Two weeks ago, a mocking voice spoke up in my head just as I was falling asleep: “You say you are a vegetarian. And yet, you cook and serve animal meat every day. Hah.” My eyes flashed open; it suddenly hit me that I was, in fact, making non-veg food every day for either my family or the dogs, with my own hands, despite being a vegetarian myself. A deep dilemma set in, leaving me tossing and turning in bed.
The next day, coincidentally (or not), my colleagues brought up the subject of my turning vegetarian. And, though I usually never make a debate of my choice, I blurted out my previous night’s soul-searching moment, adding self-righteously, “Why should I cook and serve meat? Why should I take on all that negative karma on myself? Let my family cook it for themselves. And let the dogs be vegetarian too if I am to be their primary cook.” My colleague argued with me: “But they are animals, it’s not their choice. It’s yours. So why are you punishing them for it?”

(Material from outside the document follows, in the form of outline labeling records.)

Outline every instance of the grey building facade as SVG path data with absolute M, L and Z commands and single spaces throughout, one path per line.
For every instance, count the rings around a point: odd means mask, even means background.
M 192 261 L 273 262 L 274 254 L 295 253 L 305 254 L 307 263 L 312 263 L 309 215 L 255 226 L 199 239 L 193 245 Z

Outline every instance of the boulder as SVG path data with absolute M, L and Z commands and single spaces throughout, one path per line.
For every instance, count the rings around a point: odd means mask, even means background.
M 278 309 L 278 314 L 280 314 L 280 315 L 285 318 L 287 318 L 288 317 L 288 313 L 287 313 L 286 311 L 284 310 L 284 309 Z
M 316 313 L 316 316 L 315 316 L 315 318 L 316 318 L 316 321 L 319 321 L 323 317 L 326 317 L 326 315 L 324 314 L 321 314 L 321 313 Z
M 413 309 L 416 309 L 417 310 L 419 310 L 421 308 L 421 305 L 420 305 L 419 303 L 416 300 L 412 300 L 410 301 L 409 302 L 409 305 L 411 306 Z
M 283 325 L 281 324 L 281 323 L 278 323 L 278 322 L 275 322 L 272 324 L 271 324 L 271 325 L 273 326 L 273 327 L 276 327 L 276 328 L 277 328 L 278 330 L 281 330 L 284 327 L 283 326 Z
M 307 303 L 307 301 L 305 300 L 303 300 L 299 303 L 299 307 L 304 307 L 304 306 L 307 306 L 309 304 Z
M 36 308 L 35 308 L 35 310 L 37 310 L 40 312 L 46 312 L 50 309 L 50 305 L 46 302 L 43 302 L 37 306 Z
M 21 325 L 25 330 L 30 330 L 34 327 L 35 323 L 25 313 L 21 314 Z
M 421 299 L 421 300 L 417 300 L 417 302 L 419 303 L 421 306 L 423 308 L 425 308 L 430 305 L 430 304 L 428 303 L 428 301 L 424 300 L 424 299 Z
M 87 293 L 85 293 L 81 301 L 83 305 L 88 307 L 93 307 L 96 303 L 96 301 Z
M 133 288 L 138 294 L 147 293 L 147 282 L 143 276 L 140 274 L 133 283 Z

That night was even more difficult than the previous. The morality of my choice confronted me and refused to budge from my vision until it was sorted. I woke up at 5 am and moaned. Hubby asked what was wrong. “I am crabby,” I said, sleepily. “I haven’t found the answer to the non-veg debate.” He coaxed me back to sleep and I drifted off.
Just as the question had come a couple of days earlier, the answer too came in a voice in the sleepy brain: “Learn to live with the consequences of your choices.” This time I woke with clarity. I knew what my path was to be.
I explained it later to my friend P: “Karma is not just about taking action but also about living with its consequences. When I had my first baby who grew to enjoy eggs and chicken, married a man who loved his fish and meat, adopted two large dogs who need a non-vegetarian diet in order to be well nourished, then I cannot wash my hands off my responsibility towards them in the name of some vague morals. I am their source of nutrition; if they eat non-vegetarian food, then I must cook and serve them that. The alternative is to watch them crave for it, or worse, grow weak, and the elder of our dogs is already arthritic. Either way, the karma is mine to live with.”
I went on: “It concerned me that I have the blood of some innocent animals on my hands in order to feed other innocent animals whom I call my own. But that is the nature of life and the law of nature. One dies to feed another. But where I stand, I cannot write off my worldly duties in favour of some other-worldly rewards. If this means I have earned some negative karma knowingly, so be it.”
It felt like I had just taken an Arjuna-esque leap into Kurukshetra, choosing murder willingly so that the order of the universe may be restored. There will be penance, perhaps, due in this life or another. But even the mother lion kills deer for her cubs to eat; even the mother bird snaps off the life of a worm for her little ones to feed on. It is in the DNA of motherhood to willingly take on the sins of mankind in order to nourish it. (Weighty words, big mama! Go get a cup of green tea for yourself.)
There’s only one change now in my self-description; I can no longer call myself a pure vegetarian. And it’s alright, as long as my child, man and dogs are strong and happy.